The reviewer makes a good point, that as described in the original manuscript, the previously published analysis of these data “focused on only ~100 compounds,” not that those were the only analytes that could be possibly identified in this dataset. Indeed, the alkanes could be identified, though there were not a focus of that analysis or present in the published work (which focused on oxidation products of biogenic emissions). We examine this dataset in this work with two goals in mind: to test for negative artifacts (overlooking analytes known to exist in the dataset) and to determine the number of analytes cataloged as a representative application. We have clarified these goals at the start of section 3.3:

“To evaluate the proposed method in a real-world application, we apply it across the full chromatographic range for data representing the gas- and particle-phase composition of atmospheric samples. The goal of this analysis is to both provide an estimate of the number of analytes found in representative atmospheric samples and evaluate the ability of the cataloging approach to identify analytes known to exist in a complex, real-world dataset.”

We have further clarified that the 100 compounds focused on may not represent all manually identifiable compounds, on line 430, and note the additional benefits beyond simply finding a higher number of analytes:

“In contrast, a previously published analysis of this dataset focused on only ~100 compounds cataloged by manual inspection, though additional compounds are observed to exist in the dataset that were not a focus on this previous analysis. We note that a major advantage of the proposed approach is not only the larger number of analytes cataloged (with significantly less manual interaction), but also that each of these analytes has a well-defined mass spectrum that can be used for identification or comparison to existing mass spectral libraries.”

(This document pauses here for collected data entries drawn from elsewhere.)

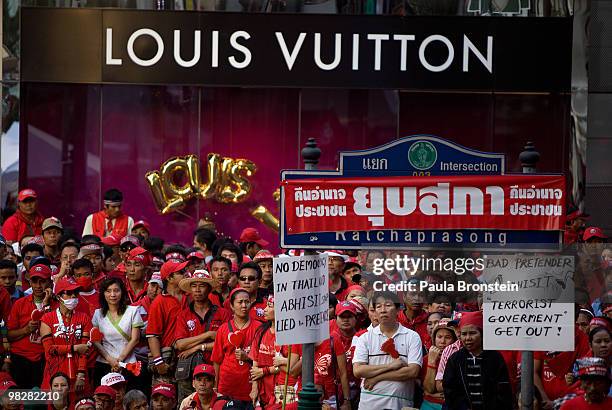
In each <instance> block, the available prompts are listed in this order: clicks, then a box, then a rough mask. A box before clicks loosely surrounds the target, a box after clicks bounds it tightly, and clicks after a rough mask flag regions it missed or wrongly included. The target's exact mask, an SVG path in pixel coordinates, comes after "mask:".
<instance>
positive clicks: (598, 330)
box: [589, 318, 612, 344]
mask: <svg viewBox="0 0 612 410" xmlns="http://www.w3.org/2000/svg"><path fill="white" fill-rule="evenodd" d="M606 319H607V318H606ZM610 322H611V321H608V323H610ZM602 330H605V331H606V332H608V335H609V336H612V332H610V329H608V328H607V327H605V326H597V327H595V328H593V329H592V330H591V331H590V332H589V344H593V338H594V337H595V334H597V333H599V332H601V331H602Z"/></svg>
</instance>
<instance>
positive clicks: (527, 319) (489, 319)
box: [479, 255, 574, 351]
mask: <svg viewBox="0 0 612 410" xmlns="http://www.w3.org/2000/svg"><path fill="white" fill-rule="evenodd" d="M573 272H574V261H573V258H572V257H571V256H548V257H546V256H520V257H517V256H497V255H496V256H487V257H486V258H485V269H484V271H483V273H482V275H481V276H480V278H479V280H481V281H482V282H485V283H487V284H494V283H502V282H511V283H512V284H515V285H518V288H519V291H518V292H503V291H502V292H498V291H492V292H485V293H484V295H483V299H484V329H483V331H484V348H485V349H487V350H524V351H535V350H546V351H548V350H554V351H570V350H573V349H574V303H573V301H574V298H573V296H574V281H573Z"/></svg>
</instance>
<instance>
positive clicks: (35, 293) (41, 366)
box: [7, 265, 52, 389]
mask: <svg viewBox="0 0 612 410" xmlns="http://www.w3.org/2000/svg"><path fill="white" fill-rule="evenodd" d="M30 280H31V284H32V294H31V295H29V296H25V297H23V298H21V299H19V300H17V301H16V302H15V305H14V306H13V309H12V310H11V314H10V315H9V318H8V323H7V327H8V340H9V342H10V343H11V375H12V376H13V379H14V380H15V381H16V382H17V384H18V385H19V387H20V388H22V389H31V388H32V387H34V386H40V384H41V383H42V379H43V370H44V368H45V361H44V351H43V346H42V343H41V340H40V333H39V328H40V319H41V317H42V314H43V309H44V307H45V306H46V305H48V304H49V302H50V300H51V287H52V281H51V269H50V268H49V267H48V266H45V265H35V266H32V268H31V269H30Z"/></svg>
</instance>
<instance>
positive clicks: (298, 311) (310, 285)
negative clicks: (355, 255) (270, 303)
mask: <svg viewBox="0 0 612 410" xmlns="http://www.w3.org/2000/svg"><path fill="white" fill-rule="evenodd" d="M273 272H274V317H275V322H276V323H275V330H276V344H278V345H291V344H302V343H317V342H321V341H323V340H325V339H328V338H329V317H328V307H329V286H328V282H329V273H328V271H327V254H321V255H306V256H294V257H288V258H274V266H273Z"/></svg>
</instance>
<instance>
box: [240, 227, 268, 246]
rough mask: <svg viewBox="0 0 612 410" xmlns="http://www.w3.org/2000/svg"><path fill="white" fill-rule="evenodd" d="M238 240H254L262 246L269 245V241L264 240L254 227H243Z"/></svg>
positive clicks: (248, 241) (256, 229)
mask: <svg viewBox="0 0 612 410" xmlns="http://www.w3.org/2000/svg"><path fill="white" fill-rule="evenodd" d="M240 242H255V243H256V244H258V245H259V246H262V247H264V248H265V247H266V246H268V245H270V242H268V241H266V240H264V239H263V238H262V237H261V235H260V234H259V231H258V230H257V229H255V228H244V230H243V231H242V233H241V234H240Z"/></svg>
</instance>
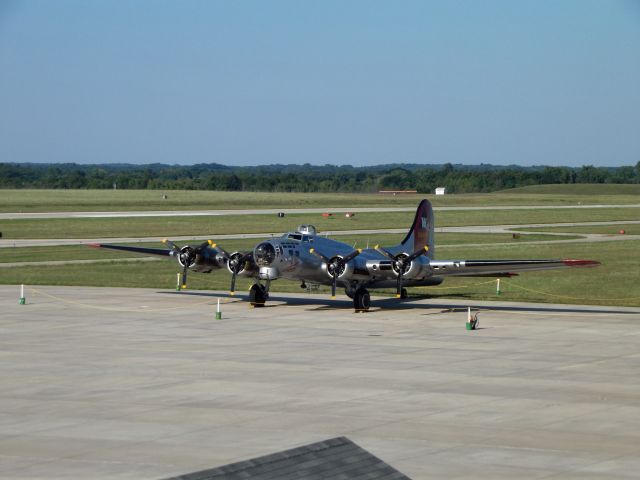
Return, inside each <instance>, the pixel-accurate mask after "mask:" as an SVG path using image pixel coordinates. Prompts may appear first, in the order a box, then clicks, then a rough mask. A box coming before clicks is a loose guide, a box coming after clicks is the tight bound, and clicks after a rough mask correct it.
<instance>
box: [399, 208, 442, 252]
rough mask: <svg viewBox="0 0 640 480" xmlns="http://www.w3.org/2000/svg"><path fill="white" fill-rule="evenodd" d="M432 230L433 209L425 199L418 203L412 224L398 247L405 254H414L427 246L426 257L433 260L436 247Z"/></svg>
mask: <svg viewBox="0 0 640 480" xmlns="http://www.w3.org/2000/svg"><path fill="white" fill-rule="evenodd" d="M433 230H434V218H433V207H432V206H431V202H430V201H429V200H427V199H426V198H425V199H424V200H422V201H421V202H420V205H418V209H417V210H416V216H415V218H414V219H413V224H412V225H411V228H410V229H409V232H408V233H407V236H406V237H405V238H404V240H403V241H402V243H401V244H400V245H401V246H402V248H403V249H404V250H405V251H406V252H407V253H412V252H416V251H418V250H419V249H421V248H424V247H425V246H428V247H429V251H428V252H427V256H428V257H429V258H434V254H435V246H436V245H435V238H434V234H433Z"/></svg>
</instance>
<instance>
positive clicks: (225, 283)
mask: <svg viewBox="0 0 640 480" xmlns="http://www.w3.org/2000/svg"><path fill="white" fill-rule="evenodd" d="M639 248H640V241H626V242H609V243H597V244H561V243H560V244H553V245H526V244H525V245H513V246H507V247H505V246H501V247H494V246H490V245H486V246H483V247H469V248H464V249H463V248H456V249H455V250H453V249H452V250H451V251H447V247H446V246H441V247H439V249H438V257H439V258H452V259H453V258H459V259H462V258H487V259H490V258H507V257H508V258H549V257H551V258H565V257H569V258H589V259H597V260H600V261H601V262H602V266H600V267H598V268H585V269H565V270H561V271H547V272H530V273H525V274H523V275H522V276H520V277H515V278H513V279H503V280H502V281H501V283H502V295H501V296H500V299H501V300H510V301H532V302H551V303H576V304H594V305H627V306H640V269H638V268H637V263H636V262H630V261H629V258H633V257H635V256H637V253H636V252H637V251H638V249H639ZM178 271H179V268H178V266H177V264H175V263H174V262H172V261H170V260H167V261H158V262H153V263H124V262H122V261H118V260H114V261H113V262H112V263H101V264H95V265H65V266H38V267H21V268H10V269H0V283H3V284H20V283H24V284H26V285H90V286H119V287H152V288H173V287H174V286H175V282H176V273H177V272H178ZM250 283H251V282H250V281H249V280H248V279H242V280H240V281H239V283H238V290H242V289H246V288H248V287H249V285H250ZM189 287H190V288H192V289H206V290H226V289H228V288H229V274H228V272H226V271H222V270H221V271H217V272H214V273H212V274H192V275H190V280H189ZM273 289H274V291H277V292H288V291H294V292H299V291H300V288H299V284H298V283H297V282H288V281H281V280H278V281H277V282H275V283H274V286H273ZM321 291H324V292H325V293H326V292H327V291H328V290H327V289H326V288H324V289H323V290H321ZM386 293H387V294H391V292H386ZM410 293H411V294H412V295H419V296H420V295H428V296H435V297H439V298H445V299H446V298H468V299H471V300H474V299H475V300H486V299H495V298H496V297H495V280H492V279H489V278H477V279H474V278H449V279H447V280H446V281H445V283H444V284H443V285H441V286H439V287H419V288H412V289H410ZM16 301H17V297H16Z"/></svg>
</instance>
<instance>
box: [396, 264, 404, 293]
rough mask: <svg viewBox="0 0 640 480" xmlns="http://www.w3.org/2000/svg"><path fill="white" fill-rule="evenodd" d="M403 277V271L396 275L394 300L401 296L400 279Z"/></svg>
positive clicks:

We have also removed the language from the conclusion regarding “an order of magnitude” as we agree that is dependent on how many peaks manual inspection can find, which is a function of time and effort costs, and instead focus on the more quantifiable conclusions that “more than 1000 analytes were cataloged with little or no human interaction.”

In addition, we have examined how our decision to set a critical retention time difference may impact these numbers. We find that aggressive thresholds increase the value to ~1200, and very conservative thresholds (FWHM) decrease it to 950, so roughly 1000 analytes appear to be a fairly robust conclusion. This has been included in the manuscript as well as a table of the results in the SI.

“This analysis uses a moderately aggressive critical retention time difference (1.4 σ), but the number of analytes found is slightly reduced by more conservative approaches (e.g., only 20% lower at using the much more conservative FWHM, Table S1).”

Table S1. Number of analytes cataloged by using various critical retention time difference values.